Aggregate Sale Price for Shares Sold During Fiscal
Year in Reliance Upon the 24f-2 Declaration $51,174,959
Reduced by the difference Between
(1) Aggregate Redemption Price of
Shares Redeemed During the Fiscal
Year. $8,333,769
and,
(2) Aggregate Redemption Price of Redeemed
Shares Previously Applied by Registrant Pursuant
to 24e-2(a) Filings Made Pursuant to Section
24(e)(1) of Investment Company Act of 1940. $ -0-
Equals $ 42,841,190
7. Enclosed please find an opinion of counsel. The amount payable to the
Securities and Exchange Commission, $8,568.24 was wired to Account No. 910-8739
at Mellon Bank with reference "24f-2 filing, 33-06576". The fee has been
calculated as follows:
$42,841,190 / 5000 = $8,568.24
Very truly yours,
BT PYRAMID MUTUAL FUNDS
By: /s/JAMES S. LELKO, JR.
James S. Lelko, Jr.
Assistant Treasurer
<PAGE>
6 ST. JAMES AVENUE
NINTH FLOOR
BOSTON, MASSACHUSETTS 02116
(617) 423-0800
November 15, 1995
BT Pyramid Mutual Funds
6 St. James Avenue
Boston, Massachusetts 02116
Ladies and Gentlemen:
RE: RULE 24F-2 NOTICE FOR BT PYRAMID MUTUAL FUNDS
FOR THE FISCAL YEAR ENDED SEPTEMBER 30, 1995.
This opinion is being furnished in connection with the registration,
pursuant to Rule 24f-2 under the Investment Company Act of 1940, as amended (the
"1940 Act"), of an indefinite number of Shares of Beneficial Interest (par value
$0.001 per share) (the "Shares") of BT Investment Equity Appreciation Fund, (the
"Fund"), series of BT Pyramid Mutual Funds, a Massachusetts business trust (the
"Trust"), under the Securities Act of 1933, as amended (the "1933 Act"). I
understand that the Trust proposes to file a notice (the "Notice") with the
Securities and Exchange Commission (the "Commission") with respect to the
Trust's fiscal year ended September 30,1995, pursuant to such Rule 24f-2 under
the 1940 Act.
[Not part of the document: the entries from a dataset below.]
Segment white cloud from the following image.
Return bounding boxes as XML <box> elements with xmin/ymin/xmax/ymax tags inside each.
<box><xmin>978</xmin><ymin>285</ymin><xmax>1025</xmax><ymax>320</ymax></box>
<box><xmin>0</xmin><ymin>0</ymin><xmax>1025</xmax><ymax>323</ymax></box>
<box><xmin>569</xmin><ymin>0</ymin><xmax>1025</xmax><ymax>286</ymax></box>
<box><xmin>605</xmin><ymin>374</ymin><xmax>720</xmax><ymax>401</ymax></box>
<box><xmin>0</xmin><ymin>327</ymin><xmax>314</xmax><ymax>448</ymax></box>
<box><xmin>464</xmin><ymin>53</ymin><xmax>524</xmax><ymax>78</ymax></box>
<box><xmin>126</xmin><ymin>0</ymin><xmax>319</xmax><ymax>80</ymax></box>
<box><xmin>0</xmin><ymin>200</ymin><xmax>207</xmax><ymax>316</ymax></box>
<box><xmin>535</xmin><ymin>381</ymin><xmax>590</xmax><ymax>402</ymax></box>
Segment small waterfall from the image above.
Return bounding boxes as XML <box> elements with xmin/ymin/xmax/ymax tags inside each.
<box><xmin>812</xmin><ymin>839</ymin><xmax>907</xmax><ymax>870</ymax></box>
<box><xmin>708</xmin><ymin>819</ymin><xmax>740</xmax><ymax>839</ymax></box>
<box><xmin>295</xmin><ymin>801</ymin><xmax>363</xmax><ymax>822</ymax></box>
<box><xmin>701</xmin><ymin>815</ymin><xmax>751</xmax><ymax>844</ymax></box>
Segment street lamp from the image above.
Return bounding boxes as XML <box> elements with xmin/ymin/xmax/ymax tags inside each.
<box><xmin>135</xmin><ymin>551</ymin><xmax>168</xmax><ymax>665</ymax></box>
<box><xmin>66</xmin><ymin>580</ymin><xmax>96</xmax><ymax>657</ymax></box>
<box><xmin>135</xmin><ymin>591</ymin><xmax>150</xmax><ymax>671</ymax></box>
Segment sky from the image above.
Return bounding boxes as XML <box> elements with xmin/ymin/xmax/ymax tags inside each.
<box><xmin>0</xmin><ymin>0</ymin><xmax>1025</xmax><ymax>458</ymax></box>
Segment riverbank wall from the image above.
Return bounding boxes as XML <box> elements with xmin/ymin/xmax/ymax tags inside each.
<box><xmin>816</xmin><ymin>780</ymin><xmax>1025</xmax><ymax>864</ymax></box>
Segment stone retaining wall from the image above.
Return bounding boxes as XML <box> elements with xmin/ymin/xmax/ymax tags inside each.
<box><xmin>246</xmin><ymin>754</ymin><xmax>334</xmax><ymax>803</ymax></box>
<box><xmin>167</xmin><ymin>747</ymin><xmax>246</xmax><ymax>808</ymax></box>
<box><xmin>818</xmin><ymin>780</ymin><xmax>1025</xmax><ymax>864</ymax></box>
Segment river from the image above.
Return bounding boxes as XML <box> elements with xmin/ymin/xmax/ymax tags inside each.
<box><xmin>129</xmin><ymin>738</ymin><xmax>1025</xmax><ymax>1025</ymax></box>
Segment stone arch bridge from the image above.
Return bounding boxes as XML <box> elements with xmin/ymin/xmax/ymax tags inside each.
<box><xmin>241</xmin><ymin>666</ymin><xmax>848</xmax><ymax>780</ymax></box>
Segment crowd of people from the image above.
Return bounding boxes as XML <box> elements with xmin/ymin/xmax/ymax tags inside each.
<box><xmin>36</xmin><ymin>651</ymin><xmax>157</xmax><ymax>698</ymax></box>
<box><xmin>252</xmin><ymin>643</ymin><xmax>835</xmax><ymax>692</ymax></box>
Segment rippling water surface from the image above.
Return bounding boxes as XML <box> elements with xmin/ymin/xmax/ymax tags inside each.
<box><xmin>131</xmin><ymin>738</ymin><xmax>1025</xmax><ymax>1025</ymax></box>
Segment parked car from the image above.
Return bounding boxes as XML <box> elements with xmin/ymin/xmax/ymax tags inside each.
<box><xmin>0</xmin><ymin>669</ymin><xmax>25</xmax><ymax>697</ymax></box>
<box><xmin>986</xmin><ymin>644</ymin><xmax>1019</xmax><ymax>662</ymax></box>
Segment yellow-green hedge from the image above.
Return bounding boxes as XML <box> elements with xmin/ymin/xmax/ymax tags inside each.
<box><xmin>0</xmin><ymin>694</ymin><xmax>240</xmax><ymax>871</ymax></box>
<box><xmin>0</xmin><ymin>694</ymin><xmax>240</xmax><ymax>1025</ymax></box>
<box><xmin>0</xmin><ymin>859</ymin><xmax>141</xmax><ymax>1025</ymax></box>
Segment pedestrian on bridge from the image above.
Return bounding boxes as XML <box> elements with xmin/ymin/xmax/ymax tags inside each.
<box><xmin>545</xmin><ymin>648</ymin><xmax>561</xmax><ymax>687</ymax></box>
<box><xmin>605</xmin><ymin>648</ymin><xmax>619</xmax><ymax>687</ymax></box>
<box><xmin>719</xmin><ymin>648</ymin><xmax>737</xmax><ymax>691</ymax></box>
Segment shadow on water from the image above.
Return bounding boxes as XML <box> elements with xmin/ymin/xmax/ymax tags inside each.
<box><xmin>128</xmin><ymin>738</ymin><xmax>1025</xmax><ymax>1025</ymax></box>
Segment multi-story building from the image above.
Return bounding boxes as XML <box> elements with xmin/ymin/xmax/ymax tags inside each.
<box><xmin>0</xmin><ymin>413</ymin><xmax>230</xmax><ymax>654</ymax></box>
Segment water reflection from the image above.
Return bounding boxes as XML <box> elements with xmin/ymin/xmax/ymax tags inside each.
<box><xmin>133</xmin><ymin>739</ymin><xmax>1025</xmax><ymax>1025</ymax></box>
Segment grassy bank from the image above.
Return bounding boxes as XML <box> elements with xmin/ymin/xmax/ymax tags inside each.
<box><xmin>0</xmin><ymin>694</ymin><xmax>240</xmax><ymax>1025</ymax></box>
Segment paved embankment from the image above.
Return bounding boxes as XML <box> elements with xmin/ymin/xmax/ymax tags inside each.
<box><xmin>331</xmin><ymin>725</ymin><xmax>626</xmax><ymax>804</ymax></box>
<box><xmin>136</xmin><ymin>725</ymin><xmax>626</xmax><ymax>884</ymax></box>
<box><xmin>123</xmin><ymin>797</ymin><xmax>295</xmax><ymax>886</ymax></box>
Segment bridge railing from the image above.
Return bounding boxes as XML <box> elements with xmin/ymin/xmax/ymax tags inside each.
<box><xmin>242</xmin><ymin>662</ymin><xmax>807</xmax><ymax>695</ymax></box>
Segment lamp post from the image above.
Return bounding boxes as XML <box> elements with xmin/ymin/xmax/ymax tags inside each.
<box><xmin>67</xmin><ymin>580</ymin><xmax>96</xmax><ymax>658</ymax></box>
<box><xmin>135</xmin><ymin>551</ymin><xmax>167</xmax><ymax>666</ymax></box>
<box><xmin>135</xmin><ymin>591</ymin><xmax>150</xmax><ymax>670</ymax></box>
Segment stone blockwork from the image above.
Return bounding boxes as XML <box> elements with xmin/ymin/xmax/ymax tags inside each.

This opinion is being furnished with a view to your filing it with
the Commission in conjunction with the filing of the Notice.
This opinion is limited solely to the laws of the Commonwealth of
Massachusetts as applied by courts in such Commonwealth. This opinion is limited
solely to the Shares of the Trust as of the fiscal year ended September 30, 1995
as reflected in the Notice. I understand that the foregoing limitation is
acceptable to you.
Based upon and subject to the foregoing, please be advised that it is
my opinion that the Shares covered by the Notice were legally issued and (to the
extent still outstanding) are fully paid and non-assessable, except that, as set
forth in the Trust's registration statement as currently in effect filed with
the Commission pursuant to the 1933 Act, shareholders of the Trust may under
certain circumstances be held personally liable for its obligations.